Retaining ownership of a martial home is not an uncommon desire for at least one party during a divorce. If the other individual has no desire to remain in the home after a divorce, it may appear as though the case is clear-cut. Unfortunately, some New York couples might be surprised to discover that achieving a simple agreement on who stays and who goes may actually be much more complicated.

Many notes and mortgages for marital homes have both spouses listed on the documents. If the couple decides to divorce and don't want to sell the home, they may decide that refinancing the mortgage in the name of the person who wants to keep it is the best course of action. It may seem straightforward enough, but in many situations, it's rarely as easy as that. 

What some couples fail to consider is that a loan that they qualified for jointly may not be available to just one of them. Perhaps the spouse hoping to stay in the home won't have the required income. Even if he or she has an adequate income, a low credit score or even a reduced net worth may still disqualify them from refinancing. For instance, both income and net worth are exceptionally important for mortgages higher than $417,000.

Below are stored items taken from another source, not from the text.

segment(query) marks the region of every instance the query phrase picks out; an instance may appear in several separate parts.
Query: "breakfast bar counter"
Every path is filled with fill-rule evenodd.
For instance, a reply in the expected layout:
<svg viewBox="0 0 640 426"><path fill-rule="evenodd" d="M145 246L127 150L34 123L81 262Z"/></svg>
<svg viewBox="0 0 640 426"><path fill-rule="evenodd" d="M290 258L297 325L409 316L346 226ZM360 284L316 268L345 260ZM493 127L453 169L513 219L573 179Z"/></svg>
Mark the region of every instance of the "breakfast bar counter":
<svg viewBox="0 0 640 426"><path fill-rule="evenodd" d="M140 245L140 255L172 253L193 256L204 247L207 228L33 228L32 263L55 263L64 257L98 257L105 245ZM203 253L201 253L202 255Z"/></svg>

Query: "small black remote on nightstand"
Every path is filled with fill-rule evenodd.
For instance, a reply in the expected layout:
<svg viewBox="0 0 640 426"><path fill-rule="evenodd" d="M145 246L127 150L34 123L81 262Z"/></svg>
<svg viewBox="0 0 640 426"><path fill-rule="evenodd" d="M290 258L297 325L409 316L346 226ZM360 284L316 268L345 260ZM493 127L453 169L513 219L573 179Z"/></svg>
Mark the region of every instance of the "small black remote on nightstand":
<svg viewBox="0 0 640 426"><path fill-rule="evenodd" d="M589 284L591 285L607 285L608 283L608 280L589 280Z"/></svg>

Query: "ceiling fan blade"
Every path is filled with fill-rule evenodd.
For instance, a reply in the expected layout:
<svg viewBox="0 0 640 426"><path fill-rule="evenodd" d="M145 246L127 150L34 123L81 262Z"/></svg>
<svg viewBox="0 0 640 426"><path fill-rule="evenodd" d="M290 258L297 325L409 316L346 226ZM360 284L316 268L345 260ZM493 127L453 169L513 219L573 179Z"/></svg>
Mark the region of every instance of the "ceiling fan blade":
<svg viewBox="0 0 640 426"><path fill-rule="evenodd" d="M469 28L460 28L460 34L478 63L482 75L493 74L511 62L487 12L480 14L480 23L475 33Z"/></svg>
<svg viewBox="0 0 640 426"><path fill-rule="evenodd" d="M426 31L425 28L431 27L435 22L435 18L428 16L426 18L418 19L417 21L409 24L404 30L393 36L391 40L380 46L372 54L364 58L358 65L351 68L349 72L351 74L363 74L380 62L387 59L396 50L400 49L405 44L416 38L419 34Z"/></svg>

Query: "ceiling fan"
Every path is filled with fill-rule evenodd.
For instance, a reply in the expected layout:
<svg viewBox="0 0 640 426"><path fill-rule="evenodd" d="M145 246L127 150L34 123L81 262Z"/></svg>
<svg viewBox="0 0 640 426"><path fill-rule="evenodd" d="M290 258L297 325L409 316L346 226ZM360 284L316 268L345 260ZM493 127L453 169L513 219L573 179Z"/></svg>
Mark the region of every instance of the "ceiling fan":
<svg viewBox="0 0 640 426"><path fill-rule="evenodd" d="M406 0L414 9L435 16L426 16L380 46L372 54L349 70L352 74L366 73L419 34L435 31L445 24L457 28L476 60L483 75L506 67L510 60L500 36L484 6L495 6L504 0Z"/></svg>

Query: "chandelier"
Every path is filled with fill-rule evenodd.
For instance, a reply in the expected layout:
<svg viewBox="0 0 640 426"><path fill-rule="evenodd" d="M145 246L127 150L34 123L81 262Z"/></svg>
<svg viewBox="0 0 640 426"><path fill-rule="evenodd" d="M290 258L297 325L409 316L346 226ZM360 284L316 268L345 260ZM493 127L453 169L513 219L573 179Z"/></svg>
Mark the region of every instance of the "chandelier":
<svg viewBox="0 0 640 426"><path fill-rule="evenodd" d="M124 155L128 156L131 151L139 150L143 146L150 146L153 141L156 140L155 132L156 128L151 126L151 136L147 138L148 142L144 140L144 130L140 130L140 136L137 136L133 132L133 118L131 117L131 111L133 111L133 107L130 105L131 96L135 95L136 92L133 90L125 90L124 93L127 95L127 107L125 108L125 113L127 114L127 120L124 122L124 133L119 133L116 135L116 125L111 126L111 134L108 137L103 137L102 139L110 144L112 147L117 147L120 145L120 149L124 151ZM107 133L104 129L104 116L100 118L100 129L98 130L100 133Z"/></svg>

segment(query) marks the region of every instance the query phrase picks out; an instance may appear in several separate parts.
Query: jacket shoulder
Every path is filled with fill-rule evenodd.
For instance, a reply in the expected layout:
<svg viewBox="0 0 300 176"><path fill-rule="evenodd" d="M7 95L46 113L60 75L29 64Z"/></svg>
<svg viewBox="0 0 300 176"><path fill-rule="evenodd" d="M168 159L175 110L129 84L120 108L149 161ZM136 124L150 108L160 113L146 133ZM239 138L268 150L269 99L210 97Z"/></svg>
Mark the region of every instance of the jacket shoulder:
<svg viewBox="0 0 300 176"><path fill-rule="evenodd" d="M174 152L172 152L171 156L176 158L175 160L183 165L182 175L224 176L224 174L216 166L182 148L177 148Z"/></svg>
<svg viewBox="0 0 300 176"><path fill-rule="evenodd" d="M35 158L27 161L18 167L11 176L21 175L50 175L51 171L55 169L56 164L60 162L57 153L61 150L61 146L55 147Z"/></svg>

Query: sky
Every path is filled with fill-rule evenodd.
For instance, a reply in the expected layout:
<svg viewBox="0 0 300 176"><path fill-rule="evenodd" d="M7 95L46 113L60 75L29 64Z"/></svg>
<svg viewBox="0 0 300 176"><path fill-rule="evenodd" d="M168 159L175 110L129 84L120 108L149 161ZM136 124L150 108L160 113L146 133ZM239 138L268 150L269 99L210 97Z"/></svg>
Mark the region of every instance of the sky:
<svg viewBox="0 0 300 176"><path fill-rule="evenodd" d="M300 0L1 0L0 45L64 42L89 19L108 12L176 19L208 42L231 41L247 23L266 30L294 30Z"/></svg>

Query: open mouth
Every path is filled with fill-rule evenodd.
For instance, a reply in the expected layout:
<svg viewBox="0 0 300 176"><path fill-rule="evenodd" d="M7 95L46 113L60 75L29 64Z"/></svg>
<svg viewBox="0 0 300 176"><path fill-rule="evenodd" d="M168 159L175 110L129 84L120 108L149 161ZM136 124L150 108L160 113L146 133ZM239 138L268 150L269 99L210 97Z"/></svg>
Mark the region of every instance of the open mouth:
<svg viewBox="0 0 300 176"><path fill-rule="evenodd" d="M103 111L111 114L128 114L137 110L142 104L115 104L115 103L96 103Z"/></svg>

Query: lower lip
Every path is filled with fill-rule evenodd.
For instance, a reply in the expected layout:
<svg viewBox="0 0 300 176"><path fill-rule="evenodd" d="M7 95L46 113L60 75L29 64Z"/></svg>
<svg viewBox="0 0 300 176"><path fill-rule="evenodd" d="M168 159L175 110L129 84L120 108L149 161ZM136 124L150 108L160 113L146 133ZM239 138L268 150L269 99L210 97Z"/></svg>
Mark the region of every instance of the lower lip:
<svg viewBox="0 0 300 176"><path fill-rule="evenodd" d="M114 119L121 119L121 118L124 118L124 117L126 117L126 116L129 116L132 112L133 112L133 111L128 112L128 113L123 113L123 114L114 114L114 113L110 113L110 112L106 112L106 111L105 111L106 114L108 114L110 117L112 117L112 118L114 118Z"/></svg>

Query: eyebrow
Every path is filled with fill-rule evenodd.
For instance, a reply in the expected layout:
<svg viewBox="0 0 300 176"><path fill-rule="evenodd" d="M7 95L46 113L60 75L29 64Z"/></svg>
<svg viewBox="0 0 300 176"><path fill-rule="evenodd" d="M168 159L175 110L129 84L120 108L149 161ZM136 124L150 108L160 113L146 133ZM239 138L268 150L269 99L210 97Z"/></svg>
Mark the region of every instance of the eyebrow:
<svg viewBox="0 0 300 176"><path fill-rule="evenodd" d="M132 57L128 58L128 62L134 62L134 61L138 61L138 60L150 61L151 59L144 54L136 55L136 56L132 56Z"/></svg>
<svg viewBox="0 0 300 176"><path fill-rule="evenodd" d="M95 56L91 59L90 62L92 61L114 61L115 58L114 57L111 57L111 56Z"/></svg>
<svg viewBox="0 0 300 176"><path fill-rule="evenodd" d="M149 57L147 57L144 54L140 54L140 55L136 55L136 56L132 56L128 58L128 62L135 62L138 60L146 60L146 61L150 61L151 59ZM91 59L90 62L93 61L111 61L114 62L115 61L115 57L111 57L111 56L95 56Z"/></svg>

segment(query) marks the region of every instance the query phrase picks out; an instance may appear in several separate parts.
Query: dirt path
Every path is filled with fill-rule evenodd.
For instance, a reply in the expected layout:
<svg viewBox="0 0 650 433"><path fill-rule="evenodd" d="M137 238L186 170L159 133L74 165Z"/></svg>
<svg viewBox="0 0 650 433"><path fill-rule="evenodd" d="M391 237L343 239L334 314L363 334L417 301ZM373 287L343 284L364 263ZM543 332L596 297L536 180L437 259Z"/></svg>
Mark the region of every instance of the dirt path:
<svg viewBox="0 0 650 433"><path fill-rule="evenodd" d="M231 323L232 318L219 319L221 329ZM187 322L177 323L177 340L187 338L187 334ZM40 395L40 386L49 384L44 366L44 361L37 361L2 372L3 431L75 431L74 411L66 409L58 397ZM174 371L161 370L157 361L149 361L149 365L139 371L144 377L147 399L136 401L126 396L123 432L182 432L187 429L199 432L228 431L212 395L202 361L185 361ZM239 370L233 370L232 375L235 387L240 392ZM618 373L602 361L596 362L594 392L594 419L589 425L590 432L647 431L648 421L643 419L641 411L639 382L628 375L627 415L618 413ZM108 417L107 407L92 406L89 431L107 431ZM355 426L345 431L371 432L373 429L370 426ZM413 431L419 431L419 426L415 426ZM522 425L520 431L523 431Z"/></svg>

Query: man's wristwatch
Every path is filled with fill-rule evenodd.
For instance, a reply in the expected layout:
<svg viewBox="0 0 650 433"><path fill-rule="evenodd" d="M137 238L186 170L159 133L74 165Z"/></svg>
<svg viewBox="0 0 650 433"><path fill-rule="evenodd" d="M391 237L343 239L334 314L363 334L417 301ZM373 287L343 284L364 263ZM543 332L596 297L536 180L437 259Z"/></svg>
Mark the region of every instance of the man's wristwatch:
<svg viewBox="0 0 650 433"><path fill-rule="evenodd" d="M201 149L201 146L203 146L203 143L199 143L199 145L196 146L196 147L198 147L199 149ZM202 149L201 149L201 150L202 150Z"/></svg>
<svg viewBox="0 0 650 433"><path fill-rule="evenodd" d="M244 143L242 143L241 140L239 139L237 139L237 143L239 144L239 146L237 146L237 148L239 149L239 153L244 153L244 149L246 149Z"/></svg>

In some instances, one spouse might even agree to remain on the mortgage so that his or her ex can remain in the home. This may be less likely to occur as that individual would still be on the hook for any missed payments. As a number of factors can influence whether a home can be kept after a divorce in New York, requesting that preapproval for refinancing be completed before the divorce settlement is signed off on can help both parties understand what will ultimately happen to the house. If the individual wanting to keep the house can't refinance and his or her ex won't remain on the mortgage, ultimately their best option may be to sell the house.